0

Collaboration partners of our company will upload files (typically a few GB in size) to a directory on one of our external servers.
From that directory, I will move them to our internal network, where they will be ultimately consumed by our analysts.

So far, the upload is solved with a chroot jail and works fine, same for for what happens when the files arrive in our internal network.

The transfer to our internal network, however, is problematic. I simply rsync them with --remove-source-files and a find to delete the empty directories.
Thing is, the cron job polling interval on the directory needs to be low (we'd prefer every minute), while the transfer time is fairly high (our office DSL is slow), and obviously we don't want to start uploading the same file every 5 minutes.
Is there a good solution for this problem? I could move the contents to a temporary directory, and then rsync from there, but I'm feeling like a more elegant solution exists.

Nils Landt
  • 143
  • 4
  • As a minor-aside, how are you synchronising the partner<->server side of things i.e. how do you ensure that you don't start rsyncing-and-deleting before they've finished uploading? – nickgrim Sep 18 '12 at 12:45
  • That's part of the upload script I prepared for them - they upload to `dir a`, then when the upload is done, the script will move that do `dir b`, which is the watched dir. Since this is a move on the same partition, it's nearly instantaneous – Nils Landt Sep 18 '12 at 17:28

2 Answers2

4

lockrun was designed specifically for this use case:

$ crontab -l
* * * * * lockrun --lockfile=/tmp/.partner-sync -- rsync src/ dest/

That will trigger every minute but only run if /tmp/.partner-sync is not already locked.

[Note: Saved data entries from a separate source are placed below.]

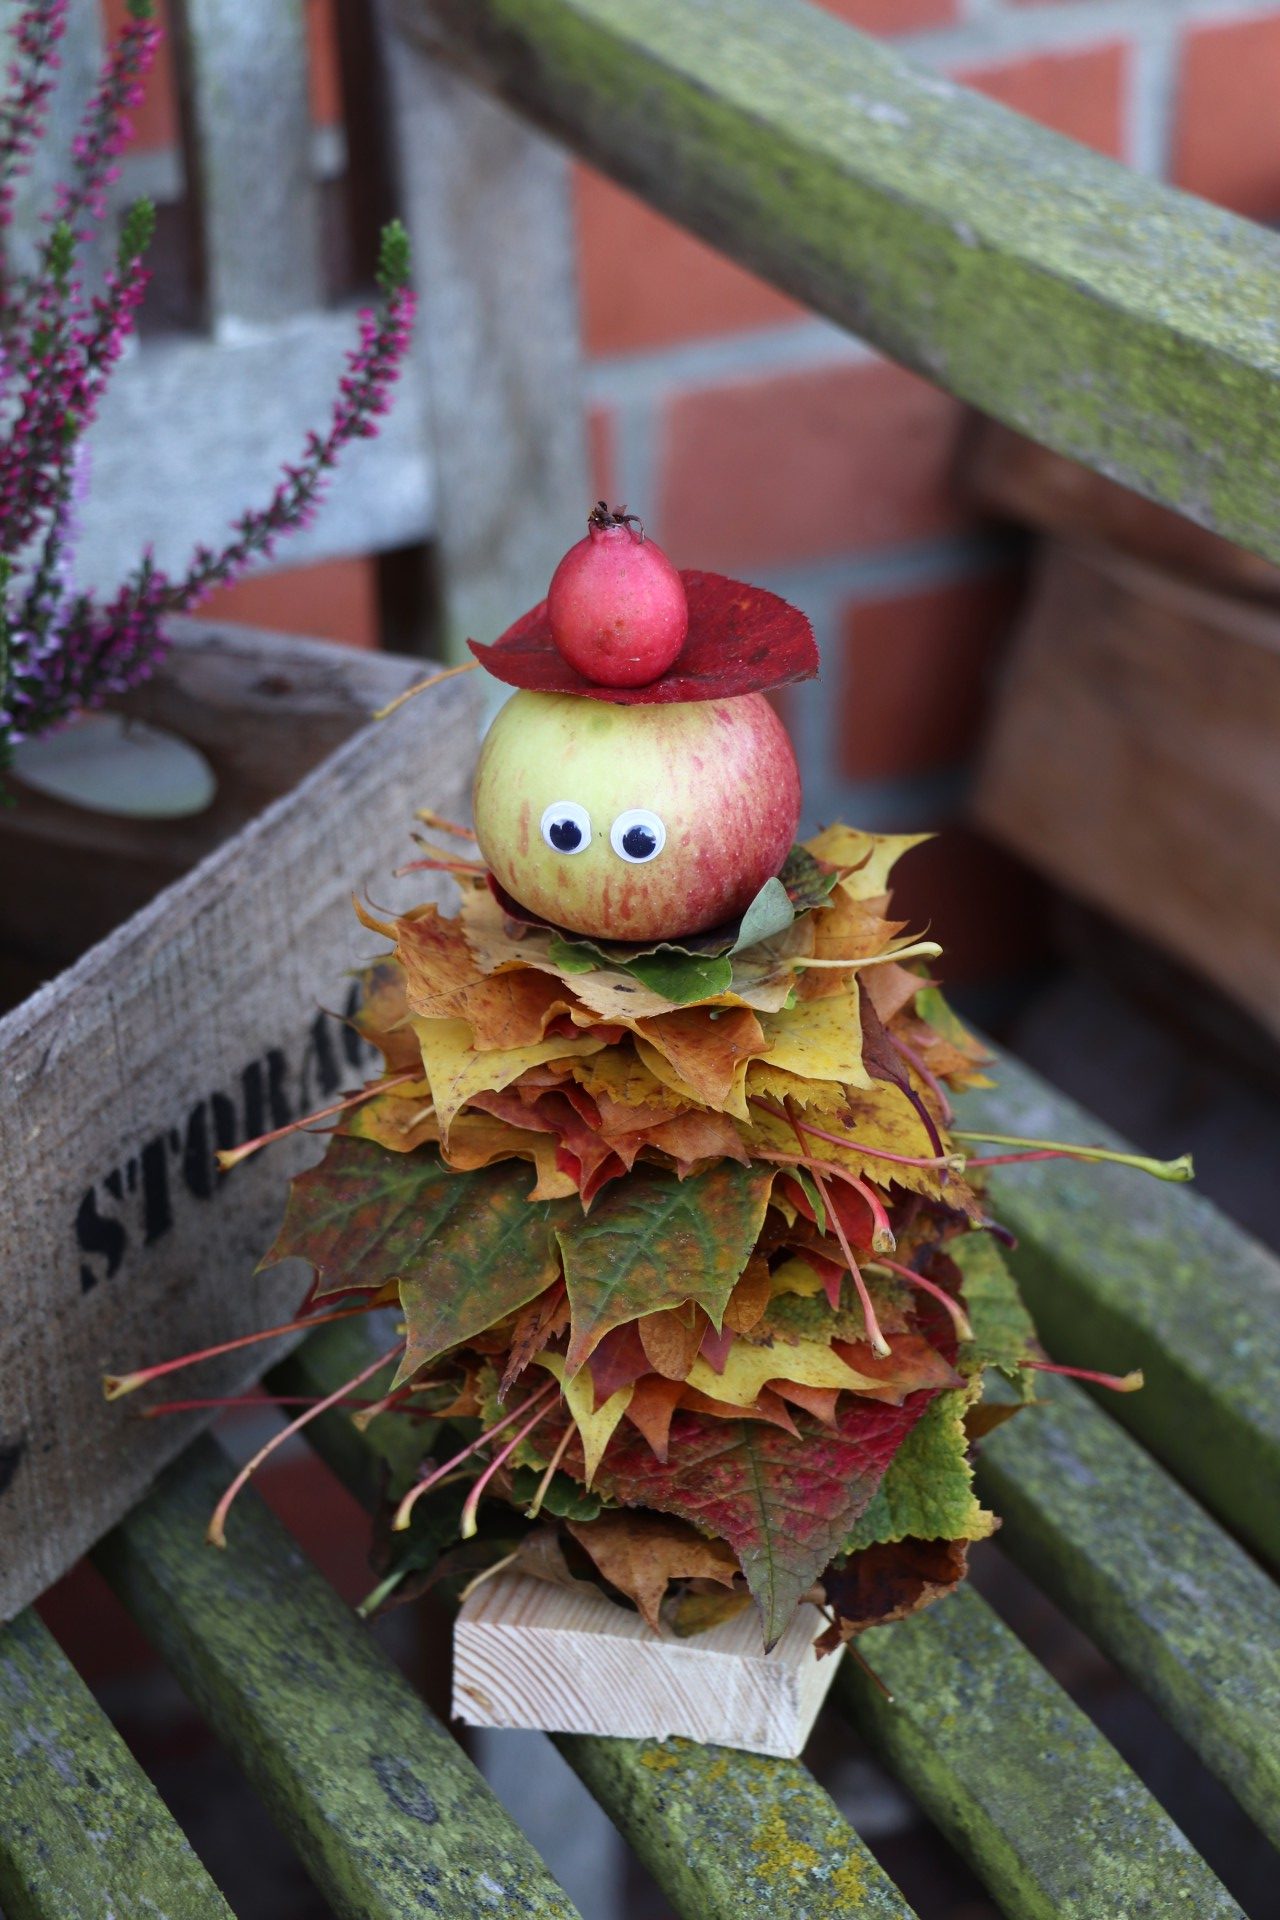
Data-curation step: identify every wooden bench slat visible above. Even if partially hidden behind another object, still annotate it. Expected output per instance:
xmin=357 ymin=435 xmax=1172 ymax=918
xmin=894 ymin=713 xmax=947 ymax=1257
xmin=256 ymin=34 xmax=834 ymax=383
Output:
xmin=0 ymin=1609 xmax=233 ymax=1920
xmin=553 ymin=1730 xmax=916 ymax=1919
xmin=836 ymin=1585 xmax=1246 ymax=1920
xmin=272 ymin=1323 xmax=919 ymax=1920
xmin=958 ymin=1052 xmax=1280 ymax=1570
xmin=171 ymin=0 xmax=324 ymax=330
xmin=975 ymin=1372 xmax=1280 ymax=1849
xmin=399 ymin=0 xmax=1280 ymax=569
xmin=92 ymin=1437 xmax=580 ymax=1920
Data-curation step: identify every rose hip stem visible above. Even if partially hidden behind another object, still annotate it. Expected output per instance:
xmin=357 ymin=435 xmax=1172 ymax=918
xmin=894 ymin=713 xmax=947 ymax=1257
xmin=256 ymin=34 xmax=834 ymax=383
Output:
xmin=207 ymin=1342 xmax=403 ymax=1548
xmin=393 ymin=1381 xmax=559 ymax=1533
xmin=749 ymin=1097 xmax=963 ymax=1173
xmin=215 ymin=1070 xmax=422 ymax=1172
xmin=953 ymin=1131 xmax=1192 ymax=1182
xmin=103 ymin=1301 xmax=380 ymax=1400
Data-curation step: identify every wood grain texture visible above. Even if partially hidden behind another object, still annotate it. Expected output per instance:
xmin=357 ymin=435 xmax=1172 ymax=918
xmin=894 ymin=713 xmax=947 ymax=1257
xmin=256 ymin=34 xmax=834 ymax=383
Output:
xmin=455 ymin=1572 xmax=838 ymax=1757
xmin=77 ymin=310 xmax=434 ymax=587
xmin=0 ymin=627 xmax=482 ymax=1621
xmin=274 ymin=1322 xmax=916 ymax=1918
xmin=95 ymin=1437 xmax=581 ymax=1920
xmin=379 ymin=8 xmax=590 ymax=660
xmin=837 ymin=1584 xmax=1245 ymax=1920
xmin=0 ymin=1608 xmax=232 ymax=1920
xmin=0 ymin=618 xmax=446 ymax=973
xmin=974 ymin=542 xmax=1280 ymax=1038
xmin=959 ymin=1049 xmax=1280 ymax=1575
xmin=402 ymin=0 xmax=1280 ymax=567
xmin=966 ymin=419 xmax=1280 ymax=603
xmin=171 ymin=0 xmax=323 ymax=332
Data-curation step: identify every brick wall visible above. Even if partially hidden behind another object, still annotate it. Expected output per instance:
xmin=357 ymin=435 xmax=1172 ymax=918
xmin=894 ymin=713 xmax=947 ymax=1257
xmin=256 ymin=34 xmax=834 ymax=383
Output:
xmin=106 ymin=0 xmax=1280 ymax=986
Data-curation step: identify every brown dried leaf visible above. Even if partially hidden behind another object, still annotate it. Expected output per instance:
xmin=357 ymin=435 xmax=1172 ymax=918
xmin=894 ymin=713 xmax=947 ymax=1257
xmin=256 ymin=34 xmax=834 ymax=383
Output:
xmin=815 ymin=1537 xmax=969 ymax=1652
xmin=565 ymin=1510 xmax=739 ymax=1633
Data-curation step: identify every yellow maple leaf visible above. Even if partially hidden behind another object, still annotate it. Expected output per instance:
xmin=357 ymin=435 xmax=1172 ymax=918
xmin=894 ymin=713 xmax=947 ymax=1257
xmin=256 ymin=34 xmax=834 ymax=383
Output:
xmin=805 ymin=826 xmax=931 ymax=899
xmin=536 ymin=1352 xmax=634 ymax=1488
xmin=412 ymin=1015 xmax=608 ymax=1136
xmin=757 ymin=989 xmax=871 ymax=1092
xmin=685 ymin=1337 xmax=879 ymax=1406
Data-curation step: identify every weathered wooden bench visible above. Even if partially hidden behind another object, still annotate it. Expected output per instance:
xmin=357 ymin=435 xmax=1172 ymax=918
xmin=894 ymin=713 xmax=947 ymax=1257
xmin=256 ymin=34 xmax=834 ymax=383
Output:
xmin=5 ymin=3 xmax=1280 ymax=1915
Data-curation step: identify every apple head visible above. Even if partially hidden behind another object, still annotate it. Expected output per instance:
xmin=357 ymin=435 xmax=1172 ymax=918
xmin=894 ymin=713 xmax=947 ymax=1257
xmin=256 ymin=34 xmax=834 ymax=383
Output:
xmin=472 ymin=688 xmax=802 ymax=942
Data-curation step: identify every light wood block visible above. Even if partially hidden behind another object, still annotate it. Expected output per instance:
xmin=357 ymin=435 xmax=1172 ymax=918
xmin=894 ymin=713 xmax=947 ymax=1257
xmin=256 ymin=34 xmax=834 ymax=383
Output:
xmin=453 ymin=1572 xmax=840 ymax=1758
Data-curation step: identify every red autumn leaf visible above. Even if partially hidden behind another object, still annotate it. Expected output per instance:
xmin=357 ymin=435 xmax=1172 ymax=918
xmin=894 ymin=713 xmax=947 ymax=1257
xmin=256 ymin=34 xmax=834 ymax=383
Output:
xmin=592 ymin=1391 xmax=938 ymax=1646
xmin=468 ymin=570 xmax=818 ymax=703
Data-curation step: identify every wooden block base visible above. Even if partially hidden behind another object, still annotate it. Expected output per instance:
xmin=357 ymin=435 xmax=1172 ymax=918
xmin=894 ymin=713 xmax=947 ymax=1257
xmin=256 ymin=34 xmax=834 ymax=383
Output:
xmin=453 ymin=1572 xmax=839 ymax=1757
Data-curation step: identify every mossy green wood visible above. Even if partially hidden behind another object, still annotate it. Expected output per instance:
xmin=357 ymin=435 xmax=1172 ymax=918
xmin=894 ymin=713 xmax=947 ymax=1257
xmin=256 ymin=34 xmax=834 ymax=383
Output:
xmin=835 ymin=1585 xmax=1245 ymax=1920
xmin=958 ymin=1051 xmax=1280 ymax=1569
xmin=554 ymin=1732 xmax=913 ymax=1919
xmin=0 ymin=1609 xmax=232 ymax=1920
xmin=402 ymin=0 xmax=1280 ymax=567
xmin=975 ymin=1371 xmax=1280 ymax=1848
xmin=92 ymin=1437 xmax=580 ymax=1920
xmin=270 ymin=1322 xmax=917 ymax=1920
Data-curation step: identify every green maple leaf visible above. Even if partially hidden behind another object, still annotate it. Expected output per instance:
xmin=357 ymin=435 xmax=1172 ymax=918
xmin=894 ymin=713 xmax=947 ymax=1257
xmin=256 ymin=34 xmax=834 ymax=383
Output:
xmin=263 ymin=1137 xmax=569 ymax=1386
xmin=952 ymin=1233 xmax=1038 ymax=1383
xmin=839 ymin=1388 xmax=996 ymax=1554
xmin=557 ymin=1162 xmax=774 ymax=1376
xmin=594 ymin=1393 xmax=935 ymax=1646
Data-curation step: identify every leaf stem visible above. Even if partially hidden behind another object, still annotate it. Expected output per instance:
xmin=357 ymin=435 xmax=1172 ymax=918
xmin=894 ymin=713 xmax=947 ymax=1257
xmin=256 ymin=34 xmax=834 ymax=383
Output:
xmin=954 ymin=1131 xmax=1192 ymax=1182
xmin=393 ymin=1381 xmax=557 ymax=1533
xmin=103 ymin=1301 xmax=379 ymax=1399
xmin=206 ymin=1342 xmax=402 ymax=1548
xmin=373 ymin=657 xmax=479 ymax=721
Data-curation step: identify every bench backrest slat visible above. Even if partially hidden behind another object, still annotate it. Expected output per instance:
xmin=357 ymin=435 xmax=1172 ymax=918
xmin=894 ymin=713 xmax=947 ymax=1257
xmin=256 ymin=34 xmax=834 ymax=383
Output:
xmin=171 ymin=0 xmax=324 ymax=332
xmin=402 ymin=0 xmax=1280 ymax=570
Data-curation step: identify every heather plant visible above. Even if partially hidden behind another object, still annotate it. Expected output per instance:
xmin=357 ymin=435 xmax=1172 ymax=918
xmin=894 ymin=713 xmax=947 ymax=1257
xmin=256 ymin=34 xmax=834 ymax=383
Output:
xmin=0 ymin=0 xmax=415 ymax=774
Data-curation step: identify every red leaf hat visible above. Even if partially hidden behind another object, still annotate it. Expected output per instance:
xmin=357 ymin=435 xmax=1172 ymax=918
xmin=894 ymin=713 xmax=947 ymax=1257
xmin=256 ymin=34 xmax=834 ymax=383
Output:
xmin=468 ymin=569 xmax=819 ymax=705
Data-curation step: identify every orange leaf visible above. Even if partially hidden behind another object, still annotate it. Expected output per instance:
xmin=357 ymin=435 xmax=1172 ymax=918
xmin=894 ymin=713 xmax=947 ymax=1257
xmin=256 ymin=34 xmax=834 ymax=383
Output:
xmin=638 ymin=1304 xmax=705 ymax=1382
xmin=634 ymin=1005 xmax=767 ymax=1109
xmin=624 ymin=1375 xmax=685 ymax=1461
xmin=565 ymin=1510 xmax=740 ymax=1634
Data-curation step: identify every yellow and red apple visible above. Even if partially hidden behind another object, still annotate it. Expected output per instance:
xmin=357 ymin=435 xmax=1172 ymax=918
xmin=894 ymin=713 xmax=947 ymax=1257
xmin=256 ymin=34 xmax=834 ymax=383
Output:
xmin=472 ymin=688 xmax=801 ymax=941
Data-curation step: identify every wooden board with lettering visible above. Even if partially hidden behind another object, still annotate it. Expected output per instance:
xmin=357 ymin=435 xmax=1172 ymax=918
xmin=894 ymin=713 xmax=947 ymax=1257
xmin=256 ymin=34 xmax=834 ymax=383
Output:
xmin=0 ymin=623 xmax=482 ymax=1619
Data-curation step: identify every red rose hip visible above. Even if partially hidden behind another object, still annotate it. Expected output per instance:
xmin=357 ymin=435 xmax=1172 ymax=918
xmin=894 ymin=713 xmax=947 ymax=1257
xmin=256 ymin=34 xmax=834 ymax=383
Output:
xmin=547 ymin=502 xmax=688 ymax=688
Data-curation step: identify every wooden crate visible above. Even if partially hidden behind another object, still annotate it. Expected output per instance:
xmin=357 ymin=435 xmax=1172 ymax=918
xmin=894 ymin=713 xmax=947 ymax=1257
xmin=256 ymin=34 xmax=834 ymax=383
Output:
xmin=0 ymin=622 xmax=482 ymax=1620
xmin=974 ymin=542 xmax=1280 ymax=1042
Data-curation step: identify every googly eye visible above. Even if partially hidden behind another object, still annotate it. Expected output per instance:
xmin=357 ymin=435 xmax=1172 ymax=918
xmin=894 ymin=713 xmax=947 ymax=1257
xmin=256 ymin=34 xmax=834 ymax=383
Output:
xmin=610 ymin=809 xmax=666 ymax=864
xmin=540 ymin=801 xmax=591 ymax=855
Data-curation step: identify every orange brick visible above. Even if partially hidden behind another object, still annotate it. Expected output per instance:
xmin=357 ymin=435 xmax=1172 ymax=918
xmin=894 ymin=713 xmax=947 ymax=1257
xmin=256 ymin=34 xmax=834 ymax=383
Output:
xmin=103 ymin=0 xmax=177 ymax=150
xmin=657 ymin=359 xmax=973 ymax=571
xmin=102 ymin=0 xmax=341 ymax=151
xmin=816 ymin=0 xmax=959 ymax=30
xmin=887 ymin=827 xmax=1052 ymax=986
xmin=1172 ymin=14 xmax=1280 ymax=220
xmin=575 ymin=167 xmax=804 ymax=356
xmin=961 ymin=40 xmax=1130 ymax=159
xmin=200 ymin=556 xmax=380 ymax=650
xmin=838 ymin=568 xmax=1023 ymax=782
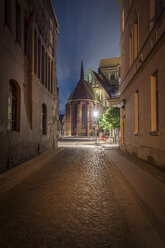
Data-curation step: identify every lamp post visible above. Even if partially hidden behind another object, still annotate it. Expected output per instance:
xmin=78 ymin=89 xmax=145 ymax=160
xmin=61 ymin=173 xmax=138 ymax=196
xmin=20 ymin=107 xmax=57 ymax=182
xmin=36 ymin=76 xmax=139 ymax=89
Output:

  • And, if you have problem with bandwitdth, you can use `--bwlimit` switch for rsync... – Jan Marek Sep 18 '12 at 11:58
  • I think this almost-but-not-quite solves the problem. I think the OP is hoping that if `file2` is ready to sync whilst `file1` is still syncing, then the transfer of `file2` will start immediately (rather than "on the next poll after `file1` has finished") – nickgrim Sep 18 '12 at 12:50
  • @nickgrim This is actually perfect, if file2 were to start rsyncing immediately, it would just congest our pipes, meaning file1 would be finished much later. – Nils Landt Sep 18 '12 at 17:29
0

In the end, I went with flock simply because lockrun (which Darren Chamberlain mentioned) does not have a maintained deb package.

Nils Landt
  • 143
  • 4